HDFS Introduction: Architecture, Components, and Best Practices
•3 min read
hadoophdfsbig datadistributed systems
Overview
Hadoop Distributed File System (HDFS) is the primary storage layer used by Hadoop workloads. It is designed for high-throughput data access on commodity hardware and is most effective for write-once, read-many patterns.
HDFS is usually not the right fit for ultra-low-latency random reads.
Architecture
HDFS follows a master-slave model with three core roles:
- NameNode: manages namespace and metadata.
- DataNode: stores data blocks and serves read/write requests.

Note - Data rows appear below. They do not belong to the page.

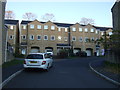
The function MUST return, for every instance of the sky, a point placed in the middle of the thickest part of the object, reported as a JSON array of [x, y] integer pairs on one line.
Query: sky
[[65, 12]]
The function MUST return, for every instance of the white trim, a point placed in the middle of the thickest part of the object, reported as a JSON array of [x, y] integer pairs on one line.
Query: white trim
[[37, 37], [44, 37], [52, 36]]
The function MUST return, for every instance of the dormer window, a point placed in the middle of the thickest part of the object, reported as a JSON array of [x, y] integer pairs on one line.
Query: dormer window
[[39, 27], [52, 27]]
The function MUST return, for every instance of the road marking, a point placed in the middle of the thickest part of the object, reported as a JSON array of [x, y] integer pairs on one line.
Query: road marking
[[9, 78]]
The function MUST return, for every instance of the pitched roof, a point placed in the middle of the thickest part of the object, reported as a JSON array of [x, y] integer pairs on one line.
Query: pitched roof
[[14, 22]]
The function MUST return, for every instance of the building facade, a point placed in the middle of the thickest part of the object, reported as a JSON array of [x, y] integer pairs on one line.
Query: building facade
[[3, 32], [38, 36], [116, 15], [13, 35]]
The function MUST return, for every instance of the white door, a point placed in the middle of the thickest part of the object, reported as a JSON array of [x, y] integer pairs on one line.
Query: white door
[[88, 52], [34, 50]]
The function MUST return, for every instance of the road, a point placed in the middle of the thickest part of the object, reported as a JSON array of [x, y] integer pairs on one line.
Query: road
[[74, 73]]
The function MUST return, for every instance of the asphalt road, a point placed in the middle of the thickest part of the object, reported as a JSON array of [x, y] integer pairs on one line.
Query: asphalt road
[[74, 73]]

- Client: requests metadata from NameNode and streams data with DataNodes.
NameNode
The NameNode handles:
- File system tree metadata.
- Block mapping and placement.
- Access control and policy checks.
For production, run a high-availability setup to avoid single-point-of-failure risk.
DataNode
DataNodes handle:
- Block storage.
- Heartbeats to NameNode.
- Block checksum validation.
Client
Client responsibilities:
- File operations.
- Metadata lookup via NameNode.
- Direct block transfer with DataNodes.
Data Storage Model
Block Size
# Check block size
hdfs dfsadmin -confKey dfs.blocksize
# Common defaults
# Hadoop 1.x: 64MB
# Hadoop 2.x: 128MB
# Hadoop 3.x: 128MB (can be larger)
Replication
# Check replication factor
hdfs dfsadmin -confKey dfs.replication
# Common default: 3
Write path summary:
- Client streams to the first DataNode.
- DataNode forwards in pipeline to other replicas.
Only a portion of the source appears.